NFIB has 350,000 members, and as of Friday morning 968 of those members had signed up to support the sensible regulations coalition, according to the trade group’s website, which allows users to sign and email a personalized message to the president, vice president, and their congressional representatives.
The project, in essence, reiterates familiar themes that the business community has been harping on for years:
•Give small businesses more of a voice in the regulatory process.
•Before assessing penalties, give small businesses more help to comply with new regulations.
•Subject new regulations to “rigorous” cost-benefit analyses before enacting them.
•Base all new regulations on “objective data and hard science.”
•Require that the regulatory process have more transparency and accountability.
“We view this letter as a guidepost,” Kevan Chapman, an NFIB spokesman, tells Builder. As the presidential election year approaches, the group “is trying to ratchet up the pressure and make [regulatory reform] a bigger deal.” While he concedes the administration has already delayed or rolled back some rules, “there’s tons of room for improvement.”
Chapman is quick to note that NFIB is not advocating rollbacks in “major” environmental protection for public health and safety, unlike some Republican presidential hopefuls who are calling for a neutering of the U.S. Environmental Protection Agency. However, Chapman claims that agencies like EPA and the Occupational Safety and Health Administration “tend to act quickly on their own” without what NFIB considers to be adequate assessment of how rules being imposed affect businesses.
He says a prime example of this is EPA’s National Ambient Air Quality Standard for ozone, which includes rules for significantly reducing sulphur and nitrogen oxide pollutants across state borders, mercury pollutants from power plants, and carbon pollutants from cars and trucks. In July, EPA had proposed a timeline for implementation of final standards under which the states, by December 2013, would file State Implementation Plans that would outline how the states would reduce pollution to meet the new standards. The states would have been required to meet the new primary standard under deadlines that began in 2014 and ended in 2031.

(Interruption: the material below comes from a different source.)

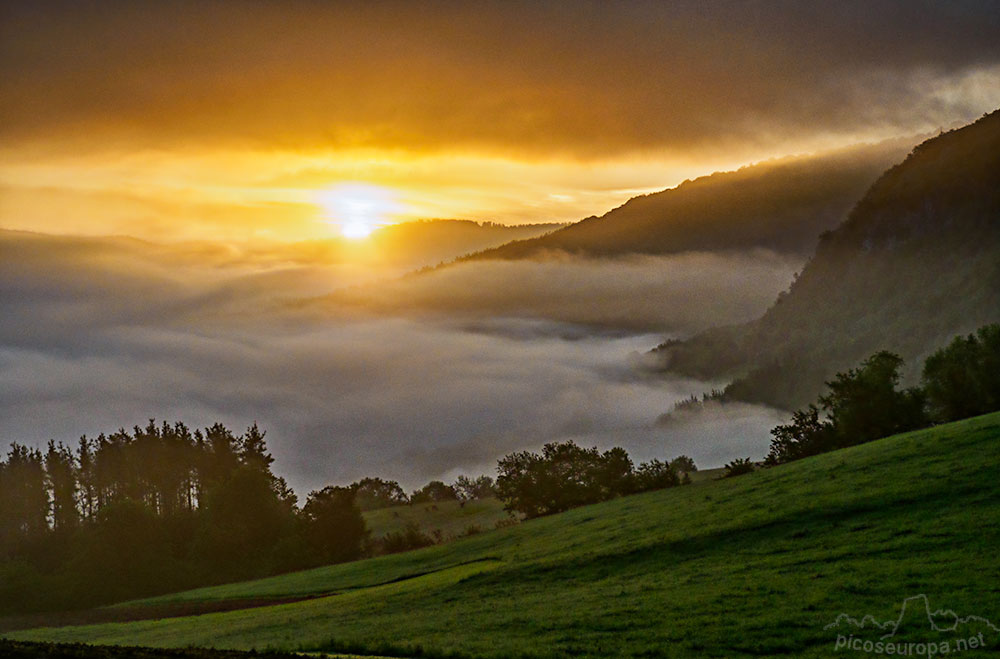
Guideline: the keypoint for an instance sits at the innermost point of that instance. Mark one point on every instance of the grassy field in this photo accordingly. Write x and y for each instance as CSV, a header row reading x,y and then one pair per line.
x,y
750,566
446,520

However, under pressure from business groups and Republicans, The White House in September suddenly instructed EPA to kill its draft for the new ozone standard. Obama said at the time that his decision was in line of his efforts to reduce regulatory burdens on business. The EPA plans to propose revisions to its rule by 2013.

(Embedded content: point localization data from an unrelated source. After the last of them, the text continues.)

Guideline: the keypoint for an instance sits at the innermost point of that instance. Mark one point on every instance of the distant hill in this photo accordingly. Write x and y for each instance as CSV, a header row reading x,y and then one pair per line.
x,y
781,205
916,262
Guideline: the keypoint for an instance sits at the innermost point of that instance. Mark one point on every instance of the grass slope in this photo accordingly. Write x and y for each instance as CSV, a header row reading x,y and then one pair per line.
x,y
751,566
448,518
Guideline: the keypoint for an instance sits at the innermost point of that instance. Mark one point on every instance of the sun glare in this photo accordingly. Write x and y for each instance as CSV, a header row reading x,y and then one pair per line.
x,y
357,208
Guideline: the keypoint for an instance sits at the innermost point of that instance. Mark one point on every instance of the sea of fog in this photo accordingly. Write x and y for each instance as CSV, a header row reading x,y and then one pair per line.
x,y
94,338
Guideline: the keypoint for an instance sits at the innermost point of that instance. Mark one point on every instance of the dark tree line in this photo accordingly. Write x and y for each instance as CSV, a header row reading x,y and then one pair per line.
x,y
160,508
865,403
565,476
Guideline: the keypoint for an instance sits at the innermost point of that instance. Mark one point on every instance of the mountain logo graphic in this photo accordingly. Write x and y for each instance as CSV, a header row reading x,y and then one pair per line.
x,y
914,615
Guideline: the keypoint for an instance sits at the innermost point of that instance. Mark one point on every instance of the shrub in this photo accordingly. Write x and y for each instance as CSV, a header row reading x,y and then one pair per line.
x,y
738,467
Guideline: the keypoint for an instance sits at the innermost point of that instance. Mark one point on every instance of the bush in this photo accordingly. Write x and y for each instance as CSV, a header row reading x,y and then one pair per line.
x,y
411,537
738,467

Chapman says the coalition wants to see more such rules subjected to scrutiny by the Small Business Administration under the Regulatory Flexibility Act of 1980, which gives SBA the authority to weigh in forcefully on the impact of new regulations on businesses. Chapman implies this act isn’t effective enough because “there’s no enforcement, accountability, or oversight” of government agencies.
The “transparency” that NFIB’s project calls for, explains Chapman, boils down to “the justification and the thought process behind some of these regulations, and why they are being created.”
John Caulfield is senior editor for Builder magazine.